The other day, I had a surreal experience. On Facebook, I noticed that one of my Facebook friends have been posting some relatively troubling status updates. And since I wasn’t particularly close to this person (we went to school together ages ago), I decided to just send a message in private to inquire what was going on. And when I did that, I realized how different our lives have been after all these years.
See, I then heard about a recent ordeal that involved a rather serious event. Apparently, this acquaintance of mine owned a vehicle. However, one day, this vehicle was being driven by someone else, her partner. And while it was being driven, it was rear-ended by another vehicle. When this other vehicle didn’t stop, her partner somehow got a bit of road rage and pulled out a gun, and shot the vehicle that didn’t stop. And sure enough, that was disastrous. Some died on the spot because of that shot.

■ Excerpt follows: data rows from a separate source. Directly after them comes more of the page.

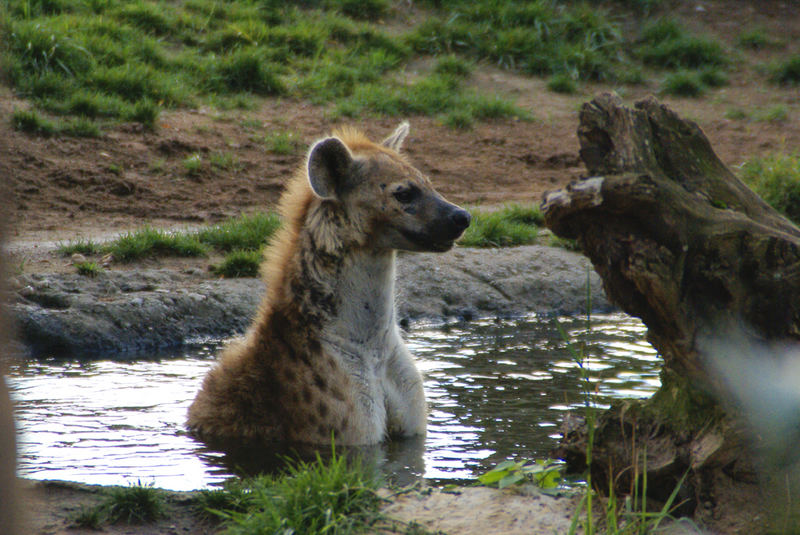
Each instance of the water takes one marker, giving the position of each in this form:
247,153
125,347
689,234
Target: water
495,390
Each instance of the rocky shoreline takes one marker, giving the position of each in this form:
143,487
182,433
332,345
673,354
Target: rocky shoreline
132,312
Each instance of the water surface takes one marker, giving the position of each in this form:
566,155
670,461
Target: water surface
496,390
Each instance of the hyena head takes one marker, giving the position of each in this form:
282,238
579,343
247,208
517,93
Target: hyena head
381,195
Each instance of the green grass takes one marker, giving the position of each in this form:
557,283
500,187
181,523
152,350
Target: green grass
136,504
538,37
81,246
509,226
150,242
88,269
452,65
89,518
129,60
562,83
773,114
437,95
776,179
333,496
224,160
666,45
31,122
283,142
683,84
757,39
248,232
786,72
193,163
245,236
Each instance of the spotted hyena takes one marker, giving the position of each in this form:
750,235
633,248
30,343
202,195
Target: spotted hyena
324,356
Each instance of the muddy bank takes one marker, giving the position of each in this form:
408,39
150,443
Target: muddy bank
462,511
131,312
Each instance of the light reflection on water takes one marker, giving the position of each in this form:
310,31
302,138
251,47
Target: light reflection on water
495,390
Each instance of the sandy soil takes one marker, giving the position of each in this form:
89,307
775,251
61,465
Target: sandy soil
64,188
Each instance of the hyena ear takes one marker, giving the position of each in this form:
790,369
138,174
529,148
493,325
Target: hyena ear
395,141
328,163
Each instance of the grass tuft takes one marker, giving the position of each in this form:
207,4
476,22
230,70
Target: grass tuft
283,142
509,226
88,269
249,232
81,246
136,504
786,72
452,65
757,39
80,127
776,179
240,264
562,83
31,122
148,242
683,84
334,496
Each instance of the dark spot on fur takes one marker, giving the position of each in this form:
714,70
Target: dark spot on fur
320,382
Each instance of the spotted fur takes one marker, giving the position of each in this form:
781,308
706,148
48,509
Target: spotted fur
324,357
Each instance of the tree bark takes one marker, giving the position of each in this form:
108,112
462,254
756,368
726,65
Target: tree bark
683,244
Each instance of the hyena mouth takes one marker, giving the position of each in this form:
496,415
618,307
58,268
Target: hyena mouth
440,237
429,242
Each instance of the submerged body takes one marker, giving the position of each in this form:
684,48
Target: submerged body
324,358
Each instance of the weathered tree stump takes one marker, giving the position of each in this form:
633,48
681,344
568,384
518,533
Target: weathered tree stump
683,244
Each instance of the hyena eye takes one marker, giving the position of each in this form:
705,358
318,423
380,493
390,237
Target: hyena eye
406,195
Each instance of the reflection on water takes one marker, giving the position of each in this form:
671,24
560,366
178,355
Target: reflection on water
495,390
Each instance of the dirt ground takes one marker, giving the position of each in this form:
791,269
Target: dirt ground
64,188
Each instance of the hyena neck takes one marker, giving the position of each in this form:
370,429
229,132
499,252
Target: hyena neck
344,287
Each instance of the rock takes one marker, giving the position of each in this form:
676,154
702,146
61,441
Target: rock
130,312
482,510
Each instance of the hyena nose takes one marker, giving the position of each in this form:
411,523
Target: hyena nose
460,219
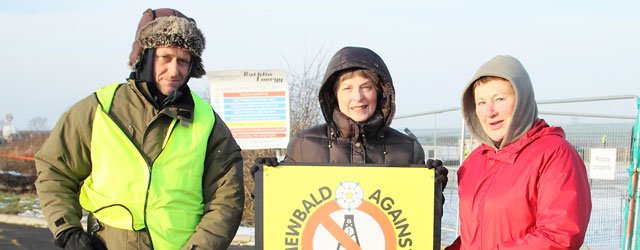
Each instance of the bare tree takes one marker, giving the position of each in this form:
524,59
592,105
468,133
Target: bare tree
304,84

So when I was told of this incident, the first thing I thought was "Wow, this girl who I went to school to ages ago, she has a partner who has a gun?" I mentioned my surprise, and she told me that in fact, both of them have a gun! That just blew my mind away.
I mean, do you really need a gun in the Philippines? That is a very different culture from what I was used to. It later dawned on me that the farther back in the time the connection, the more different my life is with these people. I have plenty of similarities to the lives of the people I went to grad school with, less with those I went for undergrad, and even less to the people who I went to when I was in elementary school. There's just a negative correlation with time of connection and similarity.
I suppose incidences like these just make me ponder the fact that my life could have been different. Right now, I live in Berlin, I have a terminal degree, I speak four languages. But my life could also have been someone who has been driving a car who got rear-ended and then I had road rage and pulled out a gun and killed somebody. My life could have been like that, if things didn't turn out the way they did. Sometimes, that is a scary thought.